Arthritis and chronic pain
The unavoidable wear and tear of a lifetime causes our joints to degenerate. Cartilage thins and joints become stiff, which results in nerve irritation and inflammation. Hip pain can also be caused by overuse in sport or from a fall.
If you are experiencing swelling, tingling or numbness of these joints it is important that you consult a professional so that a diagnosis can be made. Chiropractic treatment serves to improve the function of muscles and joints, which in turn reduces nerve irritation. We can assess your problem and then advise you on the most appropriate care to get you back on your feet. This may involve gentle and specific manipulations to treat the joints, which will reduce pain and inflammation.
Peter Dixon is a member of the Royal College of Chiropractors Pain Faculty, which focuses on the ongoing research and discussion of arthritic and chronic pain.
The shoulder is a relatively unstable joint and relies on the surrounding soft tissues to support its shallow ball and socket joint. It is the most mobile joint in the body and it is this characteristic which makes the shoulder prone to injury. Due to the flexibility within the joint, the muscles surrounding it provide the majority of the stability to the joint. Dysfunction within the joints of the spine affects the control our muscles have, meaning spontaneous injuries and repetitive strain injuries can often be helped and prevented by ensuring the spine is moving well and is well aligned.

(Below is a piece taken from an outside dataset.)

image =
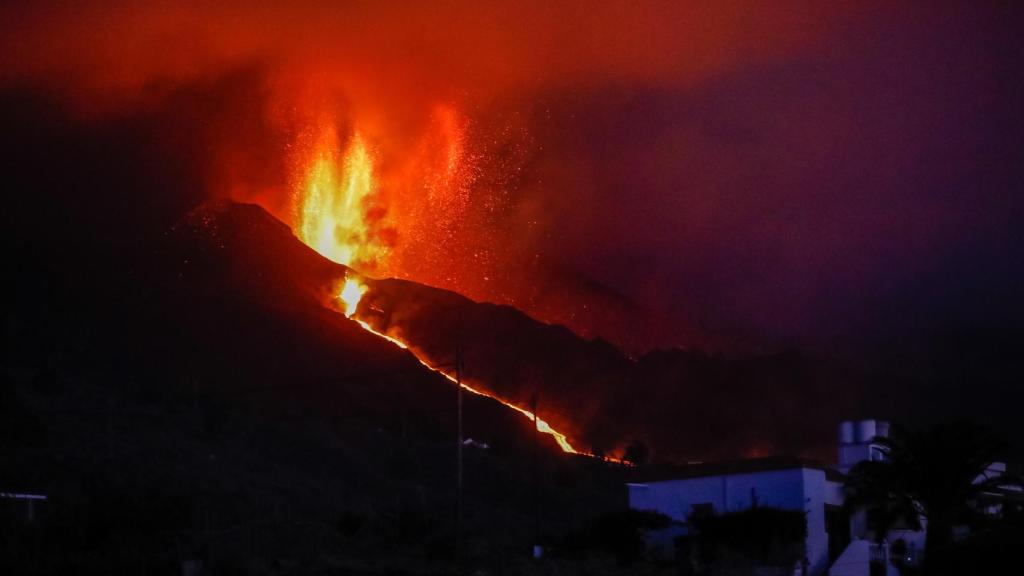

Another condition, which commonly occurs in middle age, is frozen shoulder, or adhesive capsulitis. Chronic inflammation within the joint leads to the formation of scar tissue within the shoulder capsule, which limits the movement of the shoulder.
Alongside chiropractic adjustments, soft tissue therapies applied to the shoulder muscles, with shoulder joint mobilisations may be appropriate to further speed up recovery. Your chiropractor may do these, or they may feel that a referral to one of our physiotherapists is more appropriate.
The two most common elbow complaints are known as ‘Tennis elbow’ and ‘Golfers elbow’. Pain in the elbow does not however have to be as a result of playing one of these sports. These terms are used due to the repetitive motion of these sports, which overloads the muscles and tendon, which inserts onto the bones making up the elbow. Elbow pain can also be as a result of “referred pain” from the neck or shoulder.
Chiropractic treatment including manipulation, mobilisation and soft tissue work has been proven to help reduce the effects of shoulder and elbow pain and increase shoulder range of motion.